I observed some strange behaviour of the column names when using to_flat_index() function.
Starting with a MultiIndex dataframe
a=[0,.25, .5, .75]
b=[1, 2, 3, 4]
c=[5, 6, 7, 8]
d=[1, 2, 3, 5]
df=pd.DataFrame(data={('a','a'):a, ('b', 'b'):b, ('c', 'c'):c, ('d', 'd'):d})
Produces this dataframe
a b c d
a b c d
0 0.00 1 5 1
1 0.25 2 6 2
2 0.50 3 7 3
3 0.75 4 8 5
Use the .to_flat_index to flatten the index
df.columns = df.columns.to_flat_index()
Produces the following dataframe
(a, a) (b, b) (c, c) (d, d)
0 0.00 1 5 1
1 0.25 2 6 2
2 0.50 3 7 3
3 0.75 4 8 5
If I try to select a column using df['(a, a)'] method I get a KeyError message.
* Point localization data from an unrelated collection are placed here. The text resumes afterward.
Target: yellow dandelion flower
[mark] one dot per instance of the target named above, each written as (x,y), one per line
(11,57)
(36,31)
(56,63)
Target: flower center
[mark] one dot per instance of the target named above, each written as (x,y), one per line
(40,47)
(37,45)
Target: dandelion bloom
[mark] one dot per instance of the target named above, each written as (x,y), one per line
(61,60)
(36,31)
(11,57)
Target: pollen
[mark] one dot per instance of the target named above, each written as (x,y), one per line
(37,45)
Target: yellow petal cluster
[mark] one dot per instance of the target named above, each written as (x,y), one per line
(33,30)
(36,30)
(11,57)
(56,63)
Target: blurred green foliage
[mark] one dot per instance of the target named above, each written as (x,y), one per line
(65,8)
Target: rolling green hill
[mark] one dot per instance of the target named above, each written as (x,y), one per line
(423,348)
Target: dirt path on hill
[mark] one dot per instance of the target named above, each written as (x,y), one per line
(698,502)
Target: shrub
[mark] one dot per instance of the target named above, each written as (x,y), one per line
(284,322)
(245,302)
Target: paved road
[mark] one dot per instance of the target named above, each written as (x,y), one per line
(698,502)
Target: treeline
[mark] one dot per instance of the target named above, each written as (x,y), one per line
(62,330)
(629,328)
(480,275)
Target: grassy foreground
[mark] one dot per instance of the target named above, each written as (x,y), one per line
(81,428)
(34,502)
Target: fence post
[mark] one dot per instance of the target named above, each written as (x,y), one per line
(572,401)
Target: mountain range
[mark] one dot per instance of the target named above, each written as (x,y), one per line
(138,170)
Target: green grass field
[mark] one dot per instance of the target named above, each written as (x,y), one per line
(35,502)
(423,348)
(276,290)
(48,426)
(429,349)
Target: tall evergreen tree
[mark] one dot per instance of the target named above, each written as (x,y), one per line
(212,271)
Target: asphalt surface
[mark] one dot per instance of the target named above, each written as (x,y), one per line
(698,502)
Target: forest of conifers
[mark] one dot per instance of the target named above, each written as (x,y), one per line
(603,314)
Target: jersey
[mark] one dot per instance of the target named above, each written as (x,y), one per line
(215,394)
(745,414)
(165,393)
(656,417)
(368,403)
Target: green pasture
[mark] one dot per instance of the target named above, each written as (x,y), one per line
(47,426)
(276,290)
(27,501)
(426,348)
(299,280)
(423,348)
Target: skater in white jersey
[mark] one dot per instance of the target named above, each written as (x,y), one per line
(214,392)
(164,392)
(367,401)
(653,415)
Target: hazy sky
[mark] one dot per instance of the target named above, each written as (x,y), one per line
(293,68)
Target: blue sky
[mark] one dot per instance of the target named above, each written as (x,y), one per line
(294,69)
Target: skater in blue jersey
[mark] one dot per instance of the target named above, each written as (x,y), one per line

If I try to clean up the column name using df.columns = df.columns.str.lower().str.rstrip() (or any other .str method) I get nan instead of column names
NaN NaN NaN NaN
0 0.00 1 5 1
1 0.25 2 6 2
2 0.50 3 7 3
3 0.75 4 8 5
What am I doing wrong. How can I select the column after using to_flat_index()?